From 27c183f061d215fc9f901eb2fe983fa9945d0e71 Mon Sep 17 00:00:00 2001
From: Josue De-Santiago <joselotl@gmail.com>
Date: Fri, 10 Nov 2023 18:48:24 -0600
Subject: [PATCH 1/4] Parallel point_est_hist

---
 src/rail/estimation/algos/naive_stack.py    | 24 ++---------
 src/rail/estimation/algos/point_est_hist.py | 47 ++++++++++++++-------
 src/rail/estimation/summarizer.py           | 19 +++++++++
 3 files changed, 54 insertions(+), 36 deletions(-)

diff --git a/src/rail/estimation/algos/naive_stack.py b/src/rail/estimation/algos/naive_stack.py
index 9d3c29d4..4d52c568 100644
--- a/src/rail/estimation/algos/naive_stack.py
+++ b/src/rail/estimation/algos/naive_stack.py
@@ -25,7 +25,7 @@ def run(self):
         self.add_data('model', np.array([None]))
 
 class NaiveStackSummarizer(PZSummarizer):
-    """Summarizer which simply histograms a point estimate
+    """Summarizer which stacks individual P(z)
     """
 
     name = 'NaiveStackSummarizer'
@@ -49,7 +49,7 @@ def run(self):
         # Initiallizing the stacking pdf's
         yvals = np.zeros((1, len(self.zgrid)))
         bvals = np.zeros((self.config.nsamples, len(self.zgrid)))
-        bootstrap_matrix  = self.broadcast_bootstrap_matrix()
+        bootstrap_matrix  = self._broadcast_bootstrap_matrix()
 
         first = True
         for s, e, test_data in iterator:
@@ -57,7 +57,7 @@ def run(self):
             self._process_chunk(s, e, test_data, first, bootstrap_matrix, yvals, bvals)
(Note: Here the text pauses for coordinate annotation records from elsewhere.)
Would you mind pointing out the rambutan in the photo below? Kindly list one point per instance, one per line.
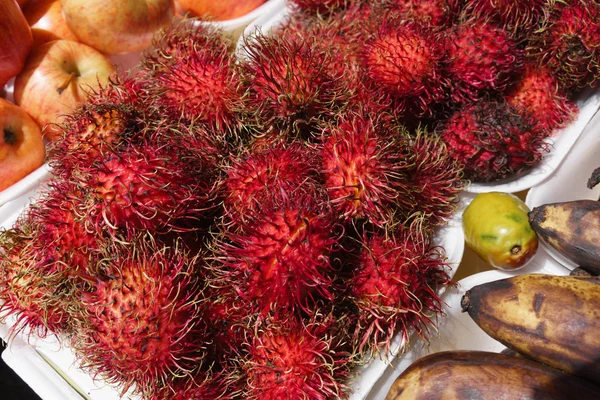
(432, 13)
(268, 175)
(279, 260)
(293, 359)
(394, 286)
(293, 84)
(482, 58)
(492, 141)
(514, 15)
(402, 60)
(192, 75)
(363, 169)
(568, 43)
(137, 324)
(434, 176)
(538, 98)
             first = False
         if self.comm is not None:  # pragma: no cover
-            bvals, yvals = self.join_histograms(bvals, yvals)
+            bvals, yvals = self._join_histograms(bvals, yvals)
 
         if self.rank == 0:
             sample_ens = qp.Ensemble(qp.interp, data=dict(xvals=self.zgrid, yvals=bvals))
@@ -77,24 +77,6 @@ def  _process_chunk(self, start, end, data, first, bootstrap_matrix, yvals, bval
             bootstrap_draws = bootstrap_draws[mask] - start
             bvals[i] += np.sum(pdf_vals[bootstrap_draws], axis=0)
 
-    def broadcast_bootstrap_matrix(self):
-        rng = np.random.default_rng(seed=self.config.seed)
-        # Only one of the nodes needs to produce the bootstrap indices
-        ngal = self._input_length
-        print('i am the rank with number of galaxies',self.rank,ngal)
-        if self.rank == 0:
-            bootstrap_matrix = rng.integers(low=0, high=ngal, size=(ngal,self.config.nsamples))
-        else:  # pragma: no cover
-            bootstrap_matrix = None
-        if self.comm is not None:  # pragma: no cover
-            self.comm.Barrier()
-            bootstrap_matrix = self.comm.bcast(bootstrap_matrix, root = 0)
-        return bootstrap_matrix
-
-    def join_histograms(self, bvals, yvals):
-        bvals_r = self.comm.reduce(bvals)
-        yvals_r = self.comm.reduce(yvals)
-        return(bvals_r, yvals_r)
 
 
 
diff --git a/src/rail/estimation/algos/point_est_hist.py b/src/rail/estimation/algos/point_est_hist.py
index c20270f7..43ecae3a 100644
--- a/src/rail/estimation/algos/point_est_hist.py
+++ b/src/rail/estimation/algos/point_est_hist.py
@@ -46,23 +46,40 @@ def __init__(self, args, comm=None):
         self.zgrid = None
         self.bincents = None
 
+
     def run(self):
-        rng = np.random.default_rng(seed=self.config.seed)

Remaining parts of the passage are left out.